Basin Notes - April 2011

First summer migrants appear at Montrose

Everyone knows that "one swallow doesn't make a summer", however when the first summer migrants start to reappear you know the worst of the long, harsh winter is well and truly over.

Sand martins are always one of the first migrants to return and this year they didn't disappoint with four birds paying the pools in front of the Visitor Centre a flying visit on 23rd March. Since then the number of sand martins on the reserve has increased and several were seen investigating the newly refurbished artificial nesting wall in front of the Visitor Centre on 2nd April.

Currently, around 30 to 50 can be seen zipping over the pools in the Salt Pans each day and they have been seen mating and furiously digging tunnels in the sandy bank at the end of which they will excavate their small nesting chamber. Where, all being well, the female will lay between four and six eggs.

The day after our initial sand martin sighting I was talking to one of our volunteers, Harry, when a faint birdcall at the bottom of the car park caused us to stop mid-conversation. We looked at each other and in harmony said, "Chiffchaff!" Another summer visitor had arrived.

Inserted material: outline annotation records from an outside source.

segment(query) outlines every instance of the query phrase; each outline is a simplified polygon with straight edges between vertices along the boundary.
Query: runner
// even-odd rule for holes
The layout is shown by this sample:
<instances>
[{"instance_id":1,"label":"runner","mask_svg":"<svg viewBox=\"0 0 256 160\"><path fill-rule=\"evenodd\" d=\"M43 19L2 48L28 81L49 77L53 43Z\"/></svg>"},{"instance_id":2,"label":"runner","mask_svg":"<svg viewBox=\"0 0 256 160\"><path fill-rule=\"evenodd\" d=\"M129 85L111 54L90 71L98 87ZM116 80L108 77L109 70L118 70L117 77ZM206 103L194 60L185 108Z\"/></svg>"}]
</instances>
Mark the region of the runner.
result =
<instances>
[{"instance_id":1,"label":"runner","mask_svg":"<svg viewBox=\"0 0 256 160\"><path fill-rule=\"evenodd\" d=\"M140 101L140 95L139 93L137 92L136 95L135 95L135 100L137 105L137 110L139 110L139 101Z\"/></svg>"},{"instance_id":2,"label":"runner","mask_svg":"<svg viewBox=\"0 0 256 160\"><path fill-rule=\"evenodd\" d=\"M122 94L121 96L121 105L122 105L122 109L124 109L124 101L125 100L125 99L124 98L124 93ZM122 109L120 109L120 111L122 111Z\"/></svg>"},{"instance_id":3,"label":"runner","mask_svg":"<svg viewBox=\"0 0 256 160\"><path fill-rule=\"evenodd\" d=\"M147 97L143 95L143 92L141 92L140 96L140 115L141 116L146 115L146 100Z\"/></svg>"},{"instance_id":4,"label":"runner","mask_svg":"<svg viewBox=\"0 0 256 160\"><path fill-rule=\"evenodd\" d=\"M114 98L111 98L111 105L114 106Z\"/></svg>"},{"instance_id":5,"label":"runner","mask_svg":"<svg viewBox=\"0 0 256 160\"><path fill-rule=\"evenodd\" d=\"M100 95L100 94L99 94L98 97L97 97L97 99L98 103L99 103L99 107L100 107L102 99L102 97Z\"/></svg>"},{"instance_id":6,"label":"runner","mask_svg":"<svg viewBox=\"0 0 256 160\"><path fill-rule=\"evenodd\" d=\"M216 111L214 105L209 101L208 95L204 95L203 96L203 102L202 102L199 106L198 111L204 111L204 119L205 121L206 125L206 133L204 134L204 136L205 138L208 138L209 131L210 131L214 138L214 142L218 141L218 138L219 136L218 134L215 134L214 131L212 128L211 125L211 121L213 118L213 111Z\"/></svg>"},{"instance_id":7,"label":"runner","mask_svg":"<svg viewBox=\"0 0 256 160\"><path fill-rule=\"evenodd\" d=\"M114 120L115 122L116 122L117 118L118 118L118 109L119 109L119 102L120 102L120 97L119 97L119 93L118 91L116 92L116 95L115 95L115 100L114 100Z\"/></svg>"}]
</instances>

The next summer migrant to arrive on the reserve was the old favourite, the graceful swallow. Having spent our winter as far away as South Africa a single bird was seen flying low over the mud of the Basin on 4th April, a full week before the first sighting in 2010.

They are yet to arrive around the Visitor Centre where normally four or five pairs nest under the eaves of the building, providing visitors with exceptional views of the birds entering and leaving the nest.

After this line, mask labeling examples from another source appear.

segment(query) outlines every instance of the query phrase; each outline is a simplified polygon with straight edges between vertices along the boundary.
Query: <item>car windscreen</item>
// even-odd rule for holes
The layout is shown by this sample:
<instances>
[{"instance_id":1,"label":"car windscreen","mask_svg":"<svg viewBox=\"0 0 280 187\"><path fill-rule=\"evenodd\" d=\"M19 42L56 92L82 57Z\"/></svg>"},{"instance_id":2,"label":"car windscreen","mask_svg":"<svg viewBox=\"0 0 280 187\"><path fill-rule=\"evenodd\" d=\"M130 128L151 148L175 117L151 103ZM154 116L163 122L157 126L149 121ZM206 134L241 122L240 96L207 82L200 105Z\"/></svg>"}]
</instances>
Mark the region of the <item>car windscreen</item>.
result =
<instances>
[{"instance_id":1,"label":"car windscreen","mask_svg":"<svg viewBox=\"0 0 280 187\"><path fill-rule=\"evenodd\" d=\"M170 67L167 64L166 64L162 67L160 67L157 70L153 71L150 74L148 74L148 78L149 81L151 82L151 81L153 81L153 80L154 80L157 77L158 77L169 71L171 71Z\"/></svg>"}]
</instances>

This year we will be installing a small camera which will allow us to watch the progress of one of the swallow nests on screens in the Centre.

I was pleased to hear that another migrant had made it safely back to Montrose when, as I arrived for work one morning last week, I was greeted by a song which I immediately identified as a willow warbler.

Almost identical in appearance to the chiffchaff, willow warblers arrive later and depart before their ever-so-slightly smaller cousins. On recording this sighting on the sight-ings board in the Visitor Centre I was pleasantly surprised to see that the first record in 2010 was the exact same date, 11th April.

One of the most popular summer migrants to visit the Basin is the majestic osprey and the first of 2011 was recorded on 14th April. Ospreys don't actually nest on the reserve but we often get birds coming to the Basin in search of food and during the summer, sightings of fishing ospreys are an almost daily occurrence. Towards late summer as the birds start to think about migrating back to Africa and this year's young are investigating the big, wide world we can have up to five or six ospreys fishing on the reserve at one time, it really is a spectacle.

There are still plenty of other migrants yet to be recorded at Montrose this summer, such as house martins, sedge warblers and grasshopper warblers to name a few, but probably the most eagerly anticipated are the common terns which nest on the man-made raft located in the middle of the Basin.

Thanks to help from Montrose RNLI and Montrose Sailing Club, this season we have installed a brilliant new HD camera to watch over our tern colony and the footage will be streamed live on the Scottish Wildlife Trust website. Last year we had over 100 nesting pairs on the raft and this summer we hope to have even more.

If you've never experienced a tern colony you are in for a real treat - they are absolutely fantastic birds and watching them will definitely be entertaining and enthralling stuff.